La mobilisation s'amplifie à Hong Kong contre le projet de loi visant à autoriser les extraditions vers la Chine. Des milliers de manifestants vêtus de noir, pour la plupart des jeunes, ont encerclé mercredi 12 juin les bâtiments du gouvernement dans le centre de l'île, paralysant la circulation, pour exiger le retrait de ce texte controversé soutenu par Pékin.

 

 

Face à cette pression de la rue, les autorités hongkongaises ont reporté l'examen du texte qui devait être discuté en deuxième lecture par le Conseil législatif.

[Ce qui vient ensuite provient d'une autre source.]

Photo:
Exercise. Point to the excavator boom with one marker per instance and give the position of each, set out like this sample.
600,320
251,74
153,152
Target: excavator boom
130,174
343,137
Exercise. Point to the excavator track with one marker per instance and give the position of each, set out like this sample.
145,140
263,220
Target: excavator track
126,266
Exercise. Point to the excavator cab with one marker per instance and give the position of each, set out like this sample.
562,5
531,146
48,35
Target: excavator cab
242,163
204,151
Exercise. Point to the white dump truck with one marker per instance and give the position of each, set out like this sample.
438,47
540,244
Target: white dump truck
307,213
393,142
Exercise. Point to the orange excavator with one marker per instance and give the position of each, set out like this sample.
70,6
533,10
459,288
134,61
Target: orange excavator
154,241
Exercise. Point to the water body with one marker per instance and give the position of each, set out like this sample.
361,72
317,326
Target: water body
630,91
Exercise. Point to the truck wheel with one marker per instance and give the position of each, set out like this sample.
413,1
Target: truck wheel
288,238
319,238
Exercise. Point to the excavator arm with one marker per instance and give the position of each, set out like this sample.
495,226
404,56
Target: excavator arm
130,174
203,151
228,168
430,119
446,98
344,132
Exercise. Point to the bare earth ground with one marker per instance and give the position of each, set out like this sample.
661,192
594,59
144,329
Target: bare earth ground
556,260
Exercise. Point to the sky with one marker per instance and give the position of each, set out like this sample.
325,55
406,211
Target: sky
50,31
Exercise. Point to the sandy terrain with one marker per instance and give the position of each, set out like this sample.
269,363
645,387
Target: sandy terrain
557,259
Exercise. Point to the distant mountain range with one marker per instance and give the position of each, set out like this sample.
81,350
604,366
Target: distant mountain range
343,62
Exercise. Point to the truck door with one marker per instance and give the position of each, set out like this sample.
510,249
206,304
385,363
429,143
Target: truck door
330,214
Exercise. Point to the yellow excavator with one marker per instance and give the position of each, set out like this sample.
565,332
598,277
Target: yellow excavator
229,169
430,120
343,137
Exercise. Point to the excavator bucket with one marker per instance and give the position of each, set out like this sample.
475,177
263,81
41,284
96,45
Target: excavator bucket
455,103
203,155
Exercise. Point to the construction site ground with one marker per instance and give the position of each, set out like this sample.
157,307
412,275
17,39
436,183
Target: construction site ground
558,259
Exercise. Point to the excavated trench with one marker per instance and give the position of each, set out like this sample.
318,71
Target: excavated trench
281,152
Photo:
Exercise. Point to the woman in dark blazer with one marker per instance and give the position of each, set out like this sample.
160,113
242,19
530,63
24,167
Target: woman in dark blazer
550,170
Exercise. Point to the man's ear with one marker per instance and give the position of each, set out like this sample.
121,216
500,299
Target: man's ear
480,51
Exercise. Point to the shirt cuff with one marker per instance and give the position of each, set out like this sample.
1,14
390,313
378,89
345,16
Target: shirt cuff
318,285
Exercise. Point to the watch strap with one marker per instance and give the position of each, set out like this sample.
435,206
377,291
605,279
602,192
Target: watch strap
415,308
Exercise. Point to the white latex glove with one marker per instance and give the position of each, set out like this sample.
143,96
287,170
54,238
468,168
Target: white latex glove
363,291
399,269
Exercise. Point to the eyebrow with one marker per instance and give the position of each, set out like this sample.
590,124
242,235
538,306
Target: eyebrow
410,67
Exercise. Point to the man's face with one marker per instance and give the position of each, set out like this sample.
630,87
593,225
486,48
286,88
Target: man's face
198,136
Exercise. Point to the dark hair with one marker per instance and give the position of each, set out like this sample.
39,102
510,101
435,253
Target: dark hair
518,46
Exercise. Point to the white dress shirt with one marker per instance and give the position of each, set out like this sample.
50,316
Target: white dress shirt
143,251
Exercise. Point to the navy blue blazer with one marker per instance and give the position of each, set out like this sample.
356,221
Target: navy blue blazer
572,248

Le président de cette assemblée dominée par les députés pro-Pékin a annoncé que les débats étaient reportés à une "date ultérieure".

 

 

La décision n'a pas calmé les ardeurs des manifestants. Plusieurs heures après l'annonce, ils étaient encore des milliers dans la rue. De violents affrontements ont éclaté avec la police, qui a fait usage de gaz lacrymogène, de gaz au poivre et de matraques.

 

 

 

L'exécutif reste déterminé

Mais cette mobilisation spectaculaire dans une ville de sept millions d'habitants n'a pas fait bouger d'un pouce la cheffe du gouvernement local, Carrie Lam, qui a rejeté toute éventualité de retirer le projet de loi. Elle a également mis en garde l'opposition contre toute "action radicale".

 

 

Le texte a suscité les critiques de pays occidentaux ainsi qu'une levée de boucliers de Hongkongais qui redoutent une justice chinoise opaque et politisée, et pensent que cette réforme nuira à l'image internationale et l'attractivité du territoire semi-autonome.

 

 

Le projet, disent les autorités, doit combler un vide juridique et faire que la ville ne soit plus un asile pour certains criminels. Elles assurent que des garde-fous existent en matière de droits de l'homme et qu'il ne visera pas les opposants politiques à la Chine.